Overview of Outlier Detection Techniques in Statistics and Machine Learning

Today we will discuss the concept of Outlier Detection in Statistics and Machine Learning and we would focus on the techniques used.

We would cover the following:

What is Outlier Detection?
Application Areas of Outlier Detection
Types of Outliers
Causes of Outliers
Outlier Detection Techniques

1. What is Outlier Detection?
An outlier also called anomaly is a data point that have low probability under the model for which the predictions may be of low accuracy. The techniques applied to detect such data points is termed outlier detection or anomaly detection.

Anomaly detection and removal from dataset would always result to increase in accuracy. If we examine the two plots shown in Figure 1, it would be very easy to see datapoints that appears not to correspond with the other set of observations. The question would be, ‘how do we handle such data points?’ That is what we are going to examine under Application and Techniques of Outlier Detection.

Figure 1: Data Containing Outliers

2. Applications Areas of Outlier Detection

Medical System Monitoring: An example would be a system that monitors a patient’s pulse rate and creates a plot. An outlier in the plot would be an indication of a serious challenge that may need urgent attention

Other application intrusion detection and sensor networks.

3. Types of Outliers

There are two categories of outliers:

Univariate Outliers: These are anomalies that can be found when examining the distribution from a single feature space.

Multivariate Outliers: These are outliers/anomalies that may be found in a d-dimensional space of d-features. To manage these types of outliers requires statistical models and can be handle by statistical applications.
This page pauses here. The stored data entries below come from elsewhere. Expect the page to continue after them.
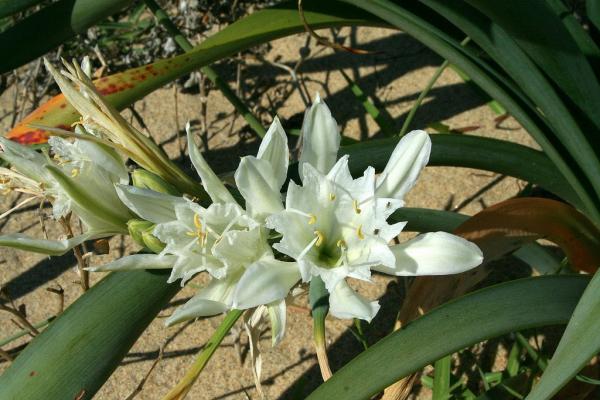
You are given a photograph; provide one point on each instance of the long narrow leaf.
(579, 344)
(78, 351)
(515, 305)
(472, 152)
(122, 89)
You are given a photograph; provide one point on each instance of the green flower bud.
(136, 227)
(147, 180)
(151, 242)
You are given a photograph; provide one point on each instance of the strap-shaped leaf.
(579, 344)
(487, 313)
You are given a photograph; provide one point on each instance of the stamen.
(202, 236)
(355, 205)
(197, 222)
(320, 238)
(361, 236)
(307, 249)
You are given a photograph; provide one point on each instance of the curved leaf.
(515, 305)
(498, 87)
(579, 344)
(78, 351)
(50, 27)
(472, 152)
(122, 89)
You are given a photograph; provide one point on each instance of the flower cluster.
(332, 226)
(256, 244)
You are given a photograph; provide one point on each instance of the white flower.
(225, 240)
(336, 227)
(79, 178)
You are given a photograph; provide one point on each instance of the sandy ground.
(395, 74)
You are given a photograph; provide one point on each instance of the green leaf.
(441, 378)
(10, 7)
(50, 27)
(593, 10)
(541, 33)
(416, 23)
(514, 305)
(124, 88)
(472, 152)
(579, 344)
(80, 349)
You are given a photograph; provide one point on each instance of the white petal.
(404, 166)
(274, 149)
(50, 247)
(241, 248)
(321, 138)
(265, 281)
(210, 181)
(277, 314)
(254, 179)
(150, 205)
(436, 253)
(25, 160)
(344, 302)
(214, 299)
(137, 261)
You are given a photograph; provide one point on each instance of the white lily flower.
(223, 239)
(80, 178)
(336, 227)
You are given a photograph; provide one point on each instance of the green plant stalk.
(185, 384)
(50, 27)
(163, 19)
(318, 297)
(424, 93)
(539, 359)
(441, 378)
(37, 325)
(80, 349)
(514, 305)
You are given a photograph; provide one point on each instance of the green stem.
(185, 384)
(318, 297)
(424, 93)
(163, 19)
(441, 378)
(38, 325)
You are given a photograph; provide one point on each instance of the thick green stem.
(163, 19)
(185, 384)
(318, 297)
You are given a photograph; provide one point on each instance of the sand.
(394, 75)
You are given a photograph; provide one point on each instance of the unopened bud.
(147, 180)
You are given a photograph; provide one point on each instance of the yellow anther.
(355, 205)
(197, 222)
(78, 122)
(198, 234)
(320, 238)
(361, 236)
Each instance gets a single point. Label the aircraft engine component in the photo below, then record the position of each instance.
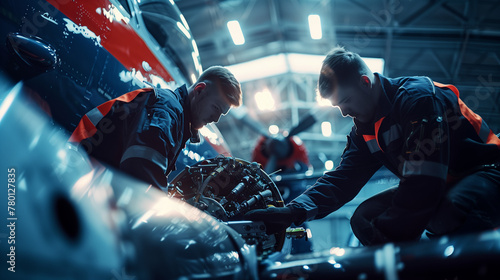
(227, 188)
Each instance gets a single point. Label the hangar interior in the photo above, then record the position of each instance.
(453, 42)
(71, 56)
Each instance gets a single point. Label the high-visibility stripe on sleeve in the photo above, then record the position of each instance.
(87, 126)
(479, 125)
(372, 144)
(147, 153)
(428, 168)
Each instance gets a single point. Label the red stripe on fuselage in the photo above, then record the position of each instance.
(117, 37)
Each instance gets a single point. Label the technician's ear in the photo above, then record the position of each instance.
(199, 87)
(365, 81)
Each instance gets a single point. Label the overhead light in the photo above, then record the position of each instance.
(283, 63)
(265, 100)
(274, 129)
(326, 129)
(315, 27)
(236, 33)
(329, 165)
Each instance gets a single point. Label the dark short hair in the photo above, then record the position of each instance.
(343, 65)
(230, 86)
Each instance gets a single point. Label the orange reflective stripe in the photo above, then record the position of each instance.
(451, 87)
(474, 119)
(377, 128)
(372, 140)
(493, 139)
(86, 129)
(368, 137)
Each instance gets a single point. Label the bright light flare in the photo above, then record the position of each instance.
(236, 33)
(315, 27)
Outliers may also be classified as contextual outliers, such as typo errors during data entry or point outliers which are single data point separated from others.

4. Causes of Outliers

Some of the common causes of outliers include:
Sampling errors that may result from the source of the data
Deliberate added deliberately to achieve certain objectives
Human error during data entry
Measurement errors incurred from the data collection and measurement tools

5. Outlier Detection Techniques
Density-based techniques such as k-nearest neighbor
Cluster Analysis
z-Score or standard score is a parametric value that indicates how many standard deviations a data point is from the mean.
Linear Regression Models such as Principal Component Analysis.

Other techniques exist which are not covered in this article.

Final Notes
Outlier detection is a very important concept every researcher needs to appreciate. The reason is that the accuracy of the results of a research depends on the consistency of the samples used.